Вписав справку, Семен Исидорович стал мысленно воспроизводить свою речь, уже почти готовую. Он обладал замечательным даром слова и не заучивал речей наизусть, но некоторые наиболее эффектные места для громких процессов подготовлял и отделывал заранее. Речью своей он на этот раз был очень доволен. Кременецкий вполголоса, но выразительно прочел ее последние фразы.

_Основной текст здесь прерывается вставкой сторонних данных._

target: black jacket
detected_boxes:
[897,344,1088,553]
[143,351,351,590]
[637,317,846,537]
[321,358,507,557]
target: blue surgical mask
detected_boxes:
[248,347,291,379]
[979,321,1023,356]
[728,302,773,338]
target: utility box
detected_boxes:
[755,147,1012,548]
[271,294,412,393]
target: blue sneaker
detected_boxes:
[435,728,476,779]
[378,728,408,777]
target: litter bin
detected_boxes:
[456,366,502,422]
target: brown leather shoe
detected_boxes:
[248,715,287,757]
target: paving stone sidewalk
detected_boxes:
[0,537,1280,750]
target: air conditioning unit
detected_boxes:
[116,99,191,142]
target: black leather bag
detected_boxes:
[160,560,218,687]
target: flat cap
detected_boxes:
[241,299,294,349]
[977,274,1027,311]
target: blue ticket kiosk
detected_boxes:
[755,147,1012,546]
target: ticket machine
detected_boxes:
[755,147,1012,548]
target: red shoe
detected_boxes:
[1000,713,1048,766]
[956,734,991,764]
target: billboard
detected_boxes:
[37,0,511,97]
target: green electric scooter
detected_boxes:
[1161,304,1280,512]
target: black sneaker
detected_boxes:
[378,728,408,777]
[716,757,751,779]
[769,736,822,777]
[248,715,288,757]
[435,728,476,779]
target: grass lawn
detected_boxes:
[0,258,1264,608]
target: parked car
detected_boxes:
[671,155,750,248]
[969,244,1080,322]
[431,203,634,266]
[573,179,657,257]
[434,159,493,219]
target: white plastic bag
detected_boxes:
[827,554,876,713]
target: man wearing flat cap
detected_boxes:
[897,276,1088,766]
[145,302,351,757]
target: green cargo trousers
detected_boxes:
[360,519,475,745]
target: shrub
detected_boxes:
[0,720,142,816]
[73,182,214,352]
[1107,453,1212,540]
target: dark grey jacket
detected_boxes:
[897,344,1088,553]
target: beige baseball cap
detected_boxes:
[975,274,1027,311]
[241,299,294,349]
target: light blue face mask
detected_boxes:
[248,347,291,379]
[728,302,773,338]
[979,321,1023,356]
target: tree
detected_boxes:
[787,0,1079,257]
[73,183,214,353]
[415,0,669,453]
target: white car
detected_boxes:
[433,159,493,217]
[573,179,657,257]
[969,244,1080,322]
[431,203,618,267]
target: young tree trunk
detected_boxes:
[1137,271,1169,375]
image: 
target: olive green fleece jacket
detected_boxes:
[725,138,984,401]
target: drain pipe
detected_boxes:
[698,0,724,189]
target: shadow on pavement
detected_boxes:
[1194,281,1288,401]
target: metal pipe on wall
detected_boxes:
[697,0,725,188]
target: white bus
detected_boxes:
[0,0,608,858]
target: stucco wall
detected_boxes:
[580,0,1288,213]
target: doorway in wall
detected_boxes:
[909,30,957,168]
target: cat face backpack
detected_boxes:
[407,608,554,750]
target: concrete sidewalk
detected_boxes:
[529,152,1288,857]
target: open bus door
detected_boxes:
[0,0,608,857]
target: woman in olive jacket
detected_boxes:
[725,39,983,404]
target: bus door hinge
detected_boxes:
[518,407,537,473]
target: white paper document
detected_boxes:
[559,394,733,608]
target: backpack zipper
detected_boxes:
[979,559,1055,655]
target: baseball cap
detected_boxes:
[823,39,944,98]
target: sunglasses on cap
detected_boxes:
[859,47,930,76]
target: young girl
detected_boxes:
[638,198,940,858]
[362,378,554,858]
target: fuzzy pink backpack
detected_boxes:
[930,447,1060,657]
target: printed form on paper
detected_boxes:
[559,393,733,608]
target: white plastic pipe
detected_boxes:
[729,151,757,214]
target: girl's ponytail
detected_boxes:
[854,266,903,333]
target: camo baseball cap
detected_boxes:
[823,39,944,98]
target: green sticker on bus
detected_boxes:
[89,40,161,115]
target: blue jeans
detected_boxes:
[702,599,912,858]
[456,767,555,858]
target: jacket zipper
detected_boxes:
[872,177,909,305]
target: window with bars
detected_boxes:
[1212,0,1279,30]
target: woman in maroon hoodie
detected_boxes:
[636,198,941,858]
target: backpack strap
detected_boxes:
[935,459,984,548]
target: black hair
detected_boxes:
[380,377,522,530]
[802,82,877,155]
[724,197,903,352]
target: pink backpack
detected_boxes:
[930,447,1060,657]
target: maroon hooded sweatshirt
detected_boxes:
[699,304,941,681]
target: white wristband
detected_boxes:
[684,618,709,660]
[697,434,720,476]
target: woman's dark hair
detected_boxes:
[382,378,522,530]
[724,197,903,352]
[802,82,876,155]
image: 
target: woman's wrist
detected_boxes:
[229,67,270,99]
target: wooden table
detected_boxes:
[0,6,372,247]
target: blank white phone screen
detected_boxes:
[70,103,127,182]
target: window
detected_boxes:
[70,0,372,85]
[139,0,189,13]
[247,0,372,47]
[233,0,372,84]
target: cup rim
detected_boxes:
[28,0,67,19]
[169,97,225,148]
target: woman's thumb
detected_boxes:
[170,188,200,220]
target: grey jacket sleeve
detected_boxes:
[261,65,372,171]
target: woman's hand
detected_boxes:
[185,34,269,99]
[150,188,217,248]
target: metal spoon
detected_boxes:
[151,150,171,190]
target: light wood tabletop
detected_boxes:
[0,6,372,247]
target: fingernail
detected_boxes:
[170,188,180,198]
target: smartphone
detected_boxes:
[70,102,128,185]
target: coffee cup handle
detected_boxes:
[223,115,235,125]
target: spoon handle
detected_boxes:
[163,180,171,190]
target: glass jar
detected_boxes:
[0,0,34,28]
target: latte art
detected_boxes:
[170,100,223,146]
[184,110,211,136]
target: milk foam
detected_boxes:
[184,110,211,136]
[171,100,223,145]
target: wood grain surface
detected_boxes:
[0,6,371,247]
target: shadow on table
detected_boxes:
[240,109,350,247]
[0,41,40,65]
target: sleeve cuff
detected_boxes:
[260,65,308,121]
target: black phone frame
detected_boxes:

— Господа присяжные заседатели! Вам известен великий завет, которым так справедливо гордится наша родина: «Правда и милость да здравствуют в судах…» — Он помолчал, затем заговорил снова проникновенно: — Священные слова, господа присяжные! Увы, слишком часто нам, при исполнении трудного, но и отрадного долга защиты, слишком часто нам приходится просить у вас милости для людей, вверивших нам свою судьбу и жизнь. И в милости, как известно, никогда не отказывает великодушный народ русский, сочувствующий всем несчастным, всем страждущим, всем угнетенным… — Он опять помолчал. — Но в этом деле, господа судьи, господа присяжные, нам нужна не милость, а правда, одна правда и только правда! Ибо женщина, которая вон с той деревянной скамьи со страстной надеждой и горячей мольбою взирает на вас, не повинна в инкриминируемом ей преступлении. Эту женщину за что-то неумолимо преследует фатум, мойра древних греков, рок, таинственную и жестокую поступь которого великой совестью своей так чутко понял и бессмертным пером так вдохновенно описал наш гениальный правдолюбец и правдоискатель Достоевский. Господа присяжные заседатели, вы протянете этой женщине руку помощи!.. Судьи народной совести, властью, данной вам Богом и людьми, вы защитите от злого рока несчастную!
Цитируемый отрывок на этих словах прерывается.